EXPLODE_OUTER expands a one-dimensional or multidimensional array into its elements with one element per row of output from the system. The array can contain a maximum of 8,192 elements, which is the limit for the default settings.
The function takes an array of rank N and expands the elements, returning elements of rank N-1. For example, when you apply EXPLODE_OUTER to an array of integers, the system returns each integer in its own row. When you apply EXPLODE_OUTER to an array of arrays of integers, the system returns each array of integers in its own row. You can add further transforms to these elements by nesting the statement, e.g., NANOS_TO_TIMESTAMP(EXPLODE_OUTER($int_array_field[])).

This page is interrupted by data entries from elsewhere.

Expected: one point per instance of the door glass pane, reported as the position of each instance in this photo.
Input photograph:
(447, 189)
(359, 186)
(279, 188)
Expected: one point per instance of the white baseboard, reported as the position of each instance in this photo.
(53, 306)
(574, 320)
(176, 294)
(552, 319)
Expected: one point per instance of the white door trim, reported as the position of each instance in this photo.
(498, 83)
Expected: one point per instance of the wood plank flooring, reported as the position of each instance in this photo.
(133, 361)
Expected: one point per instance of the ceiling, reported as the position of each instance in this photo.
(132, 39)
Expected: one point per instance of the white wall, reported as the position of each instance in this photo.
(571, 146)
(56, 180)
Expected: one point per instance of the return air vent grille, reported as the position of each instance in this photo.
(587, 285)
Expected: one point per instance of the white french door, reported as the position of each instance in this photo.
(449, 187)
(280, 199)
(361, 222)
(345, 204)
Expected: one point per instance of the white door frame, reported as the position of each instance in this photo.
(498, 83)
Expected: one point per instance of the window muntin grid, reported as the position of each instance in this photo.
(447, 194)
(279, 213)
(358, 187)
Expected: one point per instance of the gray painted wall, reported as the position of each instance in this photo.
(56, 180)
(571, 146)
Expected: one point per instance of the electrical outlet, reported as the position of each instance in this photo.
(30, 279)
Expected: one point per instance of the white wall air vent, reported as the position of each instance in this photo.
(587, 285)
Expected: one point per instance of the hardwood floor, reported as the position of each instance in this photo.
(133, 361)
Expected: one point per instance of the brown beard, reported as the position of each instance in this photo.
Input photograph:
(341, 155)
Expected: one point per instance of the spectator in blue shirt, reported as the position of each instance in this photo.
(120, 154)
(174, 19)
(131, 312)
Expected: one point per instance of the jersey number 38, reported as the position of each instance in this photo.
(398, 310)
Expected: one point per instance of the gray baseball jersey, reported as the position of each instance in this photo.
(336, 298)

You can use this function with multiple columns in the same table. The system holds constant columns that are not expanded. Also, the system combines expanded columns together in array order. If multiple expanded columns have different array lengths, the system expands the record into N records where N is the maximum length. Columns with array lengths less than N have NULL values after the system expands each value.
Limitations
- When you use this function with multi-dimensional arrays, you cannot apply it multiple times to match the number of dimensions, for example.

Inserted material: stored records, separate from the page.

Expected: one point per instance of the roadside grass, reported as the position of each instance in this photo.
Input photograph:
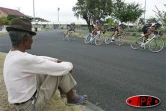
(56, 103)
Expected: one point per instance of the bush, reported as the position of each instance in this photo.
(134, 34)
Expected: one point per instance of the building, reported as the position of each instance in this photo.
(4, 12)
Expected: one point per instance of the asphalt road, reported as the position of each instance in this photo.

- Each record must have an associated 64-bit record number, which uniquely identifies a row within its partition. Configure the format of this number using the RECORD_NUMBER_FORMAT advanced pipeline option to modify the maximum number of elements that the array to expand can contain. For details, see Advanced Pipeline Tuning Options.
- The system uses record numbers for deduplication, so changing the RECORD_NUMBER_FORMAT option of a pipeline can change its deduplication behavior. Always create a new pipeline when you change this option to make rows deduplicate properly.

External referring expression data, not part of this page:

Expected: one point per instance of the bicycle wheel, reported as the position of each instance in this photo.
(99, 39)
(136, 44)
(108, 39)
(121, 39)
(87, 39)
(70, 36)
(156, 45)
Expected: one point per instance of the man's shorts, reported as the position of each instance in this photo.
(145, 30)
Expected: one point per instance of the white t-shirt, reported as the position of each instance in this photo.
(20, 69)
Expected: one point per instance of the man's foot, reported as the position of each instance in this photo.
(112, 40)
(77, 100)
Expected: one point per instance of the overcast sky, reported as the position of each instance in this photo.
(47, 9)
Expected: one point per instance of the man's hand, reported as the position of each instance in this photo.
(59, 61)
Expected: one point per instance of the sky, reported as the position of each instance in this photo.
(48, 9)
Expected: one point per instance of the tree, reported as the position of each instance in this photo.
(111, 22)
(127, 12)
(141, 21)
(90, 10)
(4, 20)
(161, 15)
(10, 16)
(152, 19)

- To make rows deduplicate properly when you do not set this option, always create a new pipeline when adding an EXPLODE_OUTER statement to your pipeline or removing all such statements from your pipeline.
Syntax
Argument | Data Type | Description |
---|---|---|
array | Array | An array to expand. |
Example
Create the test_table table to load data with three columns where the first two columns are integers, and the third is a string.
Preview the load using this inline source data in JSON format: {"id": 1, "int_array": [1, 2, 3], "string_array": ["a", "b"]}. Use the EXPLODE_OUTER function to expand the elements of the arrays in the second and third JSON data values.
Output
The output shows that the inline array values are expanded across the individual rows.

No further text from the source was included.